1. Provisioning with Ansible: Use an Ansible playbook to provision a server. The playbook defines the base configuration, installs necessary applications, and includes a final task to install and register the Landscape client.

2. Ongoing management with Landscape: After a machine is provisioned and registered, the ongoing administrative tasks are handled through the Landscape portal, such as: applying security patches, running compliance audits, and monitoring system performance.

This approach assigns the repeatable, initial setup to Ansible, while using Landscape for interactive monitoring and maintenance.

Why add Landscape to an Ansible workflow?

Landscape provides several capabilities that complement an Ansible workflow:

• Centralized status monitoring and reporting: Landscape provides a persistent, dashboard-based view of your Ubuntu estate’s status. Landscape collects data over time, which can be used to generate historical reports for security audits and compliance purposes.

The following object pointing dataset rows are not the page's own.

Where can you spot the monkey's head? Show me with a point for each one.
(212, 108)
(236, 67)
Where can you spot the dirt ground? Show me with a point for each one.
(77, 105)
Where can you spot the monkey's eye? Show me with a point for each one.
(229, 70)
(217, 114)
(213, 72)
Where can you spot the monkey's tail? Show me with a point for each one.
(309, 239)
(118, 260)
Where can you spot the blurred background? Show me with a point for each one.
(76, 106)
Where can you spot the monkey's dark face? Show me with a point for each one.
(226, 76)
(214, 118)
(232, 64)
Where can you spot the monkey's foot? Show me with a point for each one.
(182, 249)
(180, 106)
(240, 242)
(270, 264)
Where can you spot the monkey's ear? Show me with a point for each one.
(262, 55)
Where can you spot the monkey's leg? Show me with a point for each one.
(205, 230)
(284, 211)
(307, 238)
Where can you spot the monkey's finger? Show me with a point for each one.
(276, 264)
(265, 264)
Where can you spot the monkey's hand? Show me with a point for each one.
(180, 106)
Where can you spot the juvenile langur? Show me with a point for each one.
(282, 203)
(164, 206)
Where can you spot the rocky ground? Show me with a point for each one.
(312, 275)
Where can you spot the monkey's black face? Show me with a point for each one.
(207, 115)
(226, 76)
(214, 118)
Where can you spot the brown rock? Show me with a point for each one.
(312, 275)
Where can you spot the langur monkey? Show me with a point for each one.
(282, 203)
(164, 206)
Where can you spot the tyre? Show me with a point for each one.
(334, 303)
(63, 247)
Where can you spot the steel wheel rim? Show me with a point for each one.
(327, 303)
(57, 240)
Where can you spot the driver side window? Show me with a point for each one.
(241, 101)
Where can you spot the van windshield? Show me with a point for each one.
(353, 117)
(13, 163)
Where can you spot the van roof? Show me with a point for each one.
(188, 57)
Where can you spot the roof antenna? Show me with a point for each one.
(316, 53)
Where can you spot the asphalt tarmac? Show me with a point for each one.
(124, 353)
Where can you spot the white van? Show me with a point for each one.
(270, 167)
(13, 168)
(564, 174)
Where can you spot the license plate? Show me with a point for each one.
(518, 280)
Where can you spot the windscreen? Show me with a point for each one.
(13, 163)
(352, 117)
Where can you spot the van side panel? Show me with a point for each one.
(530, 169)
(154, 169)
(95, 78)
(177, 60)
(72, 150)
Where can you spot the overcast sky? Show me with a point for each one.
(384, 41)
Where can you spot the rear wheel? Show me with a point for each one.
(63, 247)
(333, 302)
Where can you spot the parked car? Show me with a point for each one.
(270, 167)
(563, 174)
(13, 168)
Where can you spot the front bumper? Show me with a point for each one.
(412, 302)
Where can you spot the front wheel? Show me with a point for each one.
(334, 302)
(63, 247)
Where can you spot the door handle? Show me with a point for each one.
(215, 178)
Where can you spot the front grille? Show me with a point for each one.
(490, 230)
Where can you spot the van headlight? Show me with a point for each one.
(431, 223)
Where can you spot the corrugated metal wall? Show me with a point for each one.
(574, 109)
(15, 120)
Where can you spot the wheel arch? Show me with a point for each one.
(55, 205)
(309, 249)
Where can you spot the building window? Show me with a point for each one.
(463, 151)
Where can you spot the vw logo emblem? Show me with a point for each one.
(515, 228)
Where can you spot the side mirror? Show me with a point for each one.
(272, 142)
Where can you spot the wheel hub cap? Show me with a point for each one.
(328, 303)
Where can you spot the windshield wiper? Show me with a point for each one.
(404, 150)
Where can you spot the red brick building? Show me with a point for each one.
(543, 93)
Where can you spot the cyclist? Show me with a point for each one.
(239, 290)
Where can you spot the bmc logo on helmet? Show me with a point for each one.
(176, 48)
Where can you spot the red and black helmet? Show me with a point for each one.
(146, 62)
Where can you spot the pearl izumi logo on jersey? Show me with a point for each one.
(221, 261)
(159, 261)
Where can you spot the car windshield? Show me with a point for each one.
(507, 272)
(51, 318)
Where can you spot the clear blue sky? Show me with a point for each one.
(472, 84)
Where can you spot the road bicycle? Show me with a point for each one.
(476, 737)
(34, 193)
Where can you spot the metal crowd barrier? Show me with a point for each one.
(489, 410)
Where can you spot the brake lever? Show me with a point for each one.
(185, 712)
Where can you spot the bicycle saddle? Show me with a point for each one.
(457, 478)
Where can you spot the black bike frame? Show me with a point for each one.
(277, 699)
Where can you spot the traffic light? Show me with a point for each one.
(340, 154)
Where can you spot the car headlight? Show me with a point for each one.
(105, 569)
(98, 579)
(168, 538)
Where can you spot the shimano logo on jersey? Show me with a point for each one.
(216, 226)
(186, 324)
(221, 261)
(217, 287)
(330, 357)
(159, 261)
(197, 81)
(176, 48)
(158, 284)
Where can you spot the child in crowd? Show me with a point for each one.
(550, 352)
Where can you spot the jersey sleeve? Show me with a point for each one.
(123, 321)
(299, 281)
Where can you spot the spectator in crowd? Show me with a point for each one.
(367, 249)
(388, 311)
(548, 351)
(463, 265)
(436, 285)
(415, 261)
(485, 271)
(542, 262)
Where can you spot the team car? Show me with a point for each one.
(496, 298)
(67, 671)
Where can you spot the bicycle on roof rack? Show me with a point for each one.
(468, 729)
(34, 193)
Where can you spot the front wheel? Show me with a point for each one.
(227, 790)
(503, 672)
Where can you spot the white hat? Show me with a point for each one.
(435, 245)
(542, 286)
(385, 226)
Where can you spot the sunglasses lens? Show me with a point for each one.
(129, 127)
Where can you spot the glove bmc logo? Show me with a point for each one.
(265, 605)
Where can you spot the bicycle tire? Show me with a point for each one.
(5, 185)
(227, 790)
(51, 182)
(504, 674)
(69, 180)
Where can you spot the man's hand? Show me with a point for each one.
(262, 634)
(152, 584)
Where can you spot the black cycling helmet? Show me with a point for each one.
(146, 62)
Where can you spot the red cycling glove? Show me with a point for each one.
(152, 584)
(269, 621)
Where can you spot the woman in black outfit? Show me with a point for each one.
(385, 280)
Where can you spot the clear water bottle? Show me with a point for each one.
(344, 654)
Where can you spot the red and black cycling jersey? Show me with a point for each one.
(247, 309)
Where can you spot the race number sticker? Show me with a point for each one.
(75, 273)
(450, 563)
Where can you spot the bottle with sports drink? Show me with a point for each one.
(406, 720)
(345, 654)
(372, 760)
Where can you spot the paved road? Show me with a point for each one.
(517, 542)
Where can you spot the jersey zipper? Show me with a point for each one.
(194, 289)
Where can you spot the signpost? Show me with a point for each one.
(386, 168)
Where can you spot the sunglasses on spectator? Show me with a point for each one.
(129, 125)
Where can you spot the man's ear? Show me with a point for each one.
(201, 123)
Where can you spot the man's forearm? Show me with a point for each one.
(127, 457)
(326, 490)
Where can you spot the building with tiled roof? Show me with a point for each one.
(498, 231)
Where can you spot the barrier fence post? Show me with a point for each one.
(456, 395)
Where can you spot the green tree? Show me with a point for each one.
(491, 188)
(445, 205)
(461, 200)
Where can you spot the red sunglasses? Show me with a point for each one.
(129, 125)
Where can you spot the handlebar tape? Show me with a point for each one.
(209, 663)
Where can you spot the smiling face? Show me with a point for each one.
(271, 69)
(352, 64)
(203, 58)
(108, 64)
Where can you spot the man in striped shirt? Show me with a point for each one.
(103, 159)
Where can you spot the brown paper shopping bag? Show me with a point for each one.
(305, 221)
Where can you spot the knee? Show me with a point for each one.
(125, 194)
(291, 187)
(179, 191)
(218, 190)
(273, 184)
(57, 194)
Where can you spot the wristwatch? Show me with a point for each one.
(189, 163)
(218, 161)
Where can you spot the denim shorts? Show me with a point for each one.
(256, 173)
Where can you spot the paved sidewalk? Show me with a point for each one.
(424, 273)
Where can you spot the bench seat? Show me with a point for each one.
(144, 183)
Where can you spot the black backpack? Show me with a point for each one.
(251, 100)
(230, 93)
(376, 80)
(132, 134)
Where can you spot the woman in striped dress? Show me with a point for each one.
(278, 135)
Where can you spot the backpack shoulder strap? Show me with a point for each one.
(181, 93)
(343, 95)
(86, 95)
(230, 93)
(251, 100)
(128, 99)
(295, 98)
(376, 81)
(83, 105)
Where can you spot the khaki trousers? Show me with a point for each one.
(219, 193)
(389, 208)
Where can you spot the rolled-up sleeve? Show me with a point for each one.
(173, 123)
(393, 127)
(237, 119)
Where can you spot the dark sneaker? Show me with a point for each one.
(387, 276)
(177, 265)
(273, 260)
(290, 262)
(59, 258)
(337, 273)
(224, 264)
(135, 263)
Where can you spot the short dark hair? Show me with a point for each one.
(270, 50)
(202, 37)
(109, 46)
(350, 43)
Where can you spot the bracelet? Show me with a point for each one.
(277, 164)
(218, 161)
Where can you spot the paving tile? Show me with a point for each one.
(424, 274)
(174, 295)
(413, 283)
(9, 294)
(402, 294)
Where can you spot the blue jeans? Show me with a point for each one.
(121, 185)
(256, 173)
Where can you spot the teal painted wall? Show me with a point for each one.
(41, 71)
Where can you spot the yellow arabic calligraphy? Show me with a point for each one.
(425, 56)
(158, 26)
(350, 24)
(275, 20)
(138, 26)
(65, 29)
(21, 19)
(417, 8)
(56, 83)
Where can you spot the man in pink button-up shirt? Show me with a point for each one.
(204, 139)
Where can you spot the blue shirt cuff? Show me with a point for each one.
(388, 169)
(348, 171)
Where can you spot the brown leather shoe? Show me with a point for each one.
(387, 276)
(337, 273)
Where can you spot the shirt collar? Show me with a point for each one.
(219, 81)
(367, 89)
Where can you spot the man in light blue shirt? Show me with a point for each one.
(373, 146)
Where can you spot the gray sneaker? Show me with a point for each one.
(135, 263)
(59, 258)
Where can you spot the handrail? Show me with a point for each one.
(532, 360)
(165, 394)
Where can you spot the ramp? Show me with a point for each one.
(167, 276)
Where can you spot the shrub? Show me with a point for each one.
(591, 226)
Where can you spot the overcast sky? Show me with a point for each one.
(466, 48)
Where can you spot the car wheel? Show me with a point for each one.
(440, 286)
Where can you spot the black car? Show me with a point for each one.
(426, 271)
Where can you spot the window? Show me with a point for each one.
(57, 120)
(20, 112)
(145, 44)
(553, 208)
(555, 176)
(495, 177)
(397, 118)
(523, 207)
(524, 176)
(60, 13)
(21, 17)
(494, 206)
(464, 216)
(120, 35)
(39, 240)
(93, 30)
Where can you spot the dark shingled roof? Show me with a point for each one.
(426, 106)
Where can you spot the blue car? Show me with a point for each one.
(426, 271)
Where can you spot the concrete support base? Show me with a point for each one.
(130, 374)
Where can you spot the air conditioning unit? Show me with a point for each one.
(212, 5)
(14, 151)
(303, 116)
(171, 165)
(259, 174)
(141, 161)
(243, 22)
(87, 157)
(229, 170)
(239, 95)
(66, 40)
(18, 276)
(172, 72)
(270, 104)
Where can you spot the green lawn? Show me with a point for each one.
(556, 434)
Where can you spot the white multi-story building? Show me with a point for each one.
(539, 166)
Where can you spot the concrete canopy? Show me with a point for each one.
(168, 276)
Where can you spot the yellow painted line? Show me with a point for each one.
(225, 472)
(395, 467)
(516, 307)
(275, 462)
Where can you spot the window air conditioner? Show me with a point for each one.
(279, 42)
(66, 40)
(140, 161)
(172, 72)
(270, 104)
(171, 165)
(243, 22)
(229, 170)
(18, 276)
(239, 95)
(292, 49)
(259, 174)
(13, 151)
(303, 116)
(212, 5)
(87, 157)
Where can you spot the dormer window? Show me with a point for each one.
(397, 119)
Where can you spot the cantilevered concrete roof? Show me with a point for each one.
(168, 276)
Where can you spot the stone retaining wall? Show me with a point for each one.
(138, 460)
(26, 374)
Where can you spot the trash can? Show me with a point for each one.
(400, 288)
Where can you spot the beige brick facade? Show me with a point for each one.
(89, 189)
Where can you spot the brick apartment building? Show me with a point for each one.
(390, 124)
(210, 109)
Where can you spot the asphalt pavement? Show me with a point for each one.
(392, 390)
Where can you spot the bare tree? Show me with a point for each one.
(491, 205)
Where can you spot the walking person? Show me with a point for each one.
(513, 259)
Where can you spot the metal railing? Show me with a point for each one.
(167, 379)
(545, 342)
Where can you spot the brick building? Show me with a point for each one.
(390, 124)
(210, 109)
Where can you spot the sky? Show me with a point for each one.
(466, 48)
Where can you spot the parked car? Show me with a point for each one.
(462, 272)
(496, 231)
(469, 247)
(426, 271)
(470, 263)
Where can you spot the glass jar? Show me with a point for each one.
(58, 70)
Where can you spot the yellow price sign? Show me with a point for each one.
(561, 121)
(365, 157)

• Security notice integration: Landscape integrates directly with Ubuntu’s security data. Instead of only showing that a package update is available, Landscape provides context by linking the update to specific Ubuntu Security Notices (USNs) and the corresponding CVE severity levels.

• Role-based access control (RBAC): Landscape’s web portal includes Role-Based Access Control (RBAC). This feature allows for delegating specific tasks by granting users granular permissions. For example, a security team can be given read-only access to compliance data, while another user is granted permission to apply patches only to a specific group of machines. This allows for task delegation without providing direct SSH access to the individual machines.